I hope you are doing well,

Please, do you have a comparison for regression models performance?

I will appreciate your help,

KJ

Yes, many. Perhaps start here:

https://machinelearningmastery.com/spot-check-machine-learning-algorithms-in-r/

when i run it I am getting the following error:

> results <- resamples(list(decision_tree=fitdt, logistic_regresion=lm.fitlog,random_forest=lm.fitrandom))

Warning message:

In resamples.default(list(decision_tree = fitdt, logistic_regresion = lm.fitlog, :

Some performance measures were not computed for each model: Accuracy, Kappa, MAE, RMSE, Rsquared

This is literally the best site of ML! I can always find useful and simple information! Thanks from Brazil!

Thanks.

Thank you!

You’re welcome.

Hi Jason,

Wonderful post! I wonder sometimes the dotplot and boxplot generate different model performance rank, I think it is because dotplot is based on accuracy mean and 95% CI, and boxplot is based on the median, right? If so, which one we should mainly rely on if we really want to choose the best one? Or do you think it is fine to report either plot? Thanks!

Thanks!

I don’t recall sorry, you might want to check the documentation.

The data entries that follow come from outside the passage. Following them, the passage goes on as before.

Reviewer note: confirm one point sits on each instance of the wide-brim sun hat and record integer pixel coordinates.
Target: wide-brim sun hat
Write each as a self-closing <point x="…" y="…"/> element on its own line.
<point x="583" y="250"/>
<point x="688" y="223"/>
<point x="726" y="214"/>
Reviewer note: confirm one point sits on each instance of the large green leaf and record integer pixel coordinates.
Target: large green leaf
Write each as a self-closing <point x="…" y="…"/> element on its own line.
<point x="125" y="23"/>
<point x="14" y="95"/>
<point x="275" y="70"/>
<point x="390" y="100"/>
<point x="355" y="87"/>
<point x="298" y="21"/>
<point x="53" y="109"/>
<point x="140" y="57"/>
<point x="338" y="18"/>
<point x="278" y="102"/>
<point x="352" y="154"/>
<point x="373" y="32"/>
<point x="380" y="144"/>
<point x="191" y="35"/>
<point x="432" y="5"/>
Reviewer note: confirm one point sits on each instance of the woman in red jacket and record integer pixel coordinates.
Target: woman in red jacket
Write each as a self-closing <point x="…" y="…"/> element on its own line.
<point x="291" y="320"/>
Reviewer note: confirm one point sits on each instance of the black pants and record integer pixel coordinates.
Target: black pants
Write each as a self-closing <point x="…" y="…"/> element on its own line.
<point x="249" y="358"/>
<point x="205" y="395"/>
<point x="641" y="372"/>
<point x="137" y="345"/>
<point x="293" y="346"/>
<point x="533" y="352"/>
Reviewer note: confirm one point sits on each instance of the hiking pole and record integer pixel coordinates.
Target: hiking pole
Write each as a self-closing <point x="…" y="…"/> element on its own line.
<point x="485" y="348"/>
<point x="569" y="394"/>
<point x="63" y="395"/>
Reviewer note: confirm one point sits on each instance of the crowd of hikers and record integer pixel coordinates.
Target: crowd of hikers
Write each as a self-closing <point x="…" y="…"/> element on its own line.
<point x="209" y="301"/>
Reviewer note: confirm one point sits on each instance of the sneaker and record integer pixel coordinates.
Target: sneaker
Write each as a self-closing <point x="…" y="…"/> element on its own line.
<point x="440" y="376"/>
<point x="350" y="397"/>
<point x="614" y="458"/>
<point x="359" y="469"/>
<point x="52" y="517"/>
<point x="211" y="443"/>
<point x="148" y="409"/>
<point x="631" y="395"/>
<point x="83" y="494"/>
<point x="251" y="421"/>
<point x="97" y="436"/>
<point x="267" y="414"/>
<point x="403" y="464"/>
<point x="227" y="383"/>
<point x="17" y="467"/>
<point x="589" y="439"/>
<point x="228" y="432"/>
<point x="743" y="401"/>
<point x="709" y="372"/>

Hey Jason, thanks for material you’ve put here. Really valuable.

I’ve spot-checked several algos and picked the top 2 from their avg accuracy. However, I run them all against my test data and the ones that scored highest actually didn’t perform well with unseen data and the ones that ranked 3,4 and 5 in my results actually performed better with unseen data. which results should be considered more relevant here, the ones you get from train-cv or the ones from looking at my test data?

cheers.

You’re welcome.

Perhaps the hold out test set you’re using is small/not representative?

Perhaps focus on results from repeated k-fold cross-validation for model selection, then fit a final model on all data and start making predictions on new data?